If there was no sorting, I think the best way to do this would be just to a store a keyword array of user_ids on each product.
So my products would look something like:
{
"name": "Product A",
.......
"bought_by_user_ids": [1,2,3,4,5,8,10]
}
And then my query would be something like
{
"query": {
"bool": {
"must": [
{ "match": { "name" : "Product" } }
],
"filter: [
{ "match": { "bought_by_user_ids": 1 } }
]
}
}
}
Where 1 is the current user's integer ID.
The kicker is I also want to sort on most commonly purchased by each user. So my thinking was instead of just keeping user_ids on the product, I can store an object field with user_ids as keys and the number of times they purchased the product as the values.
So the product would look like:
{
"name": "Product A",
.......
"bought_by_user_ids": {
"1": 5,
"2": 10
}
}
Meaning user with ID 1 has bought the product 5 times, and user with ID 2 has bought the product 10 times.
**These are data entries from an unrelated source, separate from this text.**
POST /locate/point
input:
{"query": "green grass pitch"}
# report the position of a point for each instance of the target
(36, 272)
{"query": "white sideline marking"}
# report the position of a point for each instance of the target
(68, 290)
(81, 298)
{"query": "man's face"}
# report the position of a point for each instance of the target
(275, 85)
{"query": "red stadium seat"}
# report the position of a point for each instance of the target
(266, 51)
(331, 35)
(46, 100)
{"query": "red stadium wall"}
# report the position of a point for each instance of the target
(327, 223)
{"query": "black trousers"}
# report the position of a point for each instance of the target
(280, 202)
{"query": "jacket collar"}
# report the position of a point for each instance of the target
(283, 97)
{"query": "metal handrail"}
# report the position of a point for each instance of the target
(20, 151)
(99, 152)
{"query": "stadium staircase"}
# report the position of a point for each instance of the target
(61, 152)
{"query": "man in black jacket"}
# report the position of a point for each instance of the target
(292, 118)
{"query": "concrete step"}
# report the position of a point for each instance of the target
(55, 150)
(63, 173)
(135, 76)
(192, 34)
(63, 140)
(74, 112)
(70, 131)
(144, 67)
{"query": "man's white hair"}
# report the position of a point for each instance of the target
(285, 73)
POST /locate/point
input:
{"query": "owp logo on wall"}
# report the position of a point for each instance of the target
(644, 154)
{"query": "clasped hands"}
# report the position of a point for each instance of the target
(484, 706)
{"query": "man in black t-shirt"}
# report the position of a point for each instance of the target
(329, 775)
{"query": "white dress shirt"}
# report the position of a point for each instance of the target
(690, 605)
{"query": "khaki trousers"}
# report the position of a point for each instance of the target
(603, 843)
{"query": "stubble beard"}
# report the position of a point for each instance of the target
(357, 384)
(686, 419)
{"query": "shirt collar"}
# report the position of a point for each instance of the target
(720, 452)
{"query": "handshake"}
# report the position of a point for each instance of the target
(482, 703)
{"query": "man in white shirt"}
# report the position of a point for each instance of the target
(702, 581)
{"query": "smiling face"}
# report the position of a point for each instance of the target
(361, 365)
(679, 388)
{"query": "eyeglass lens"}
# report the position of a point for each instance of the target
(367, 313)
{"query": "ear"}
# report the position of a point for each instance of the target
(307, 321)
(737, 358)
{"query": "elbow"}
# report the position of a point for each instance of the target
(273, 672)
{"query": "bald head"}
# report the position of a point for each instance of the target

And the query would be an exists query.
{
"query": {
"exists": {
"field": "bought_by_user_ids.1"
}
},
"sort" : [{
"bought_by_user_ids.1" : {
"order" : "desc",
"unmapped_type" : "float"
}
}]
}
Where 1 is the current user's integer ID.
The solution works but I'm wondering if there's a better way to do this? I noticed I may eventually run into a total_fields limit because apparently every entry in the object is its own field? Any help is appreciated.
Thanks.